For the plan to work, however, it will require countries to surrender a degree of sovereignty over banking supervision, which has long been a national responsibility. Both Germany and Britain have chafed at the surrender of oversight, for different reasons. Some eastern European states are also concerned.
OVERLAPPING OVERSIGHT
Given that day-to-day supervision of banks would remain the task of national regulators, some officials suspect that Berlin's real concern is that a banking union would see it paying the costs of propping up lenders in weak countries.
Georg Fahrenschon, the President of the influential German Savings Banks Association, said domestic savers could be hurt by the Brussels blueprint.
"At its core, the proposal means that what is saved for the security of savings and cooperative bank customers could be used in the event of problems at European banks," he said. "The level of protection of German savers would be reduced."
Investors are following developments closely, as handing powers of supervision to the ECB unlocks the possibility of direct aid to banks in Spain, for example, from the euro zone's permanent rescue scheme, the European Stability Mechanism, which was given the go-ahead by Germany's Constitutional Court earlier on Wednesday.
The Spanish government, which has already been offered up to 100 billion euros ($128 billion) in European aid to rescue its most troubled lenders, welcomed the proposal on Wednesday.

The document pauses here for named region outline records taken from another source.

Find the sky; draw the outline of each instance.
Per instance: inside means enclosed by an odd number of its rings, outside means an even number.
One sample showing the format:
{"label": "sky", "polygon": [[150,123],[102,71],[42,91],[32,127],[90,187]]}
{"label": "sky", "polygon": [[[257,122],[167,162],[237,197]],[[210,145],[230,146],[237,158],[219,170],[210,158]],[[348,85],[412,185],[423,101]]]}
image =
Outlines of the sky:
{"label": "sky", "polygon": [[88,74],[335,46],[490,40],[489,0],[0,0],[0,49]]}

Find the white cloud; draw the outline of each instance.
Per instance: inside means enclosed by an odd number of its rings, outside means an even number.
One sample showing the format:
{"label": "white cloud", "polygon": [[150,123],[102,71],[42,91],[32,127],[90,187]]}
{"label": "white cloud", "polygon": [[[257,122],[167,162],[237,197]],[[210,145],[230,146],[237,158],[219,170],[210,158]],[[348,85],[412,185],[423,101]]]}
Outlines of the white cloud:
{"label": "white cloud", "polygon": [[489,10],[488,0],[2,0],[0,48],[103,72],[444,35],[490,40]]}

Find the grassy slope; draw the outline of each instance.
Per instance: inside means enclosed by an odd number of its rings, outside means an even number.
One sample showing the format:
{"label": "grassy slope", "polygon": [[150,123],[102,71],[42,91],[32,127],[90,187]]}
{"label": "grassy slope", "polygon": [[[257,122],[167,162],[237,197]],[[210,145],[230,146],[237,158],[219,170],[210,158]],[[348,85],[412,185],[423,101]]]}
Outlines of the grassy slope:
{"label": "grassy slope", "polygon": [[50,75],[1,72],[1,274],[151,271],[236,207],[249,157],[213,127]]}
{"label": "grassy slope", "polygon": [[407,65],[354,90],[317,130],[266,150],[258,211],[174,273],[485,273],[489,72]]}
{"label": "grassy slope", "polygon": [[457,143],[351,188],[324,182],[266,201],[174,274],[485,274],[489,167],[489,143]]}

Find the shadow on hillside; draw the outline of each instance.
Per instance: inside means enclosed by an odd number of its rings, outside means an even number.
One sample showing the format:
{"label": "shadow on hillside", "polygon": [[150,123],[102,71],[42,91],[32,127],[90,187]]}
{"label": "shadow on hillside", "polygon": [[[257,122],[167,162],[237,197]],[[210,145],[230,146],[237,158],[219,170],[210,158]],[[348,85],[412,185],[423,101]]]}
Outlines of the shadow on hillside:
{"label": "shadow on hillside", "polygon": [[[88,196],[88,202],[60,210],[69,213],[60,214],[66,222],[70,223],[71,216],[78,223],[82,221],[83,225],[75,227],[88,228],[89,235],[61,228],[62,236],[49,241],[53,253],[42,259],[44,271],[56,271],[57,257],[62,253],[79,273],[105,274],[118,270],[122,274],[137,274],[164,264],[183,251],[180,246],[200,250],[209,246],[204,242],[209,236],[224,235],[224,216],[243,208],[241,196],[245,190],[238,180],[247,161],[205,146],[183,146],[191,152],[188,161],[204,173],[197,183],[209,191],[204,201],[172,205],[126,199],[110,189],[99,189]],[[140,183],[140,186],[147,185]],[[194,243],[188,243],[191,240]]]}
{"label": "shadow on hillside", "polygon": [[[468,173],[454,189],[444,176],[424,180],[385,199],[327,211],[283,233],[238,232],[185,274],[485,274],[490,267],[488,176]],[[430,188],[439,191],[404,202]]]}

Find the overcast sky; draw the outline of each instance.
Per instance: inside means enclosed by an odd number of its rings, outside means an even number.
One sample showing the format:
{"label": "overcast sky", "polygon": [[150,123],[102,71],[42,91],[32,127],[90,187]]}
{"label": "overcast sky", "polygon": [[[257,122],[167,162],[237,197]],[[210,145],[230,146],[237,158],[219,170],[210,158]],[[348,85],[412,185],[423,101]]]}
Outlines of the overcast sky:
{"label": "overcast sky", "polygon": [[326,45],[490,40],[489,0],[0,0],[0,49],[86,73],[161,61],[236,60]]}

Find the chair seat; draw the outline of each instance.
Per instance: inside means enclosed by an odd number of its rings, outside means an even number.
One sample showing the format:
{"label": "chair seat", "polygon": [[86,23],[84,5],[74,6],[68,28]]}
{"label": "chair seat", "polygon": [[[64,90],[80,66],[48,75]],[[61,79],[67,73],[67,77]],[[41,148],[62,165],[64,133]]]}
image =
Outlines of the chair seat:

Disagreement would delay the introduction of the new regime beyond the target set by euro zone leaders of the beginning of next year.
A banking union foresees three steps: the ECB getting the power to monitor all euro zone banks and others in the wider EU that agree to the oversight; the establishment of a fund to close troubled banks; and a fully fledged scheme to protect citizens' deposits across the euro zone.
IN OR OUT
The ECB welcomed Wednesday's proposal, saying it laid the foundation of a financial market union to ensure financial stability in the euro zone.
Under the plan, the ECB would be at the head of the currently fragmented system of national regulators, with the power to police, penalize and even close banks.
It would also gain powers to monitor banks' liquidity and demand they hold more capital to protect themselves against future losses.
London is also apprehensive. Although Britain, which is outside the euro zone, will not join the scheme, many international banks in London have operations in the euro area that will be affected by the ECB's new supervisory reach.
London is also worried that the ECB, emboldened by its new powers, will demand regulation that could undermine the city's position as Europe's de facto financial capital. Similar concerns are shared by countries such as Sweden.
"We've said that a banking union for the euro area must also respect the integrity of the single market for the whole of the European Union," said a spokesman for the British Treasury. "We'll ensure the agreement on it does that."
Underscoring the sensitivity of this issue and its potential to upset the new banking framework, the European Commission suggested a special voting mechanism among all EU regulators as a counterbalance to the power of those in the euro zone.
"We absolutely want to avoid the feeling that what we are doing means that the ins and the outs should be confronted with different interests or different agendas," said one EU official.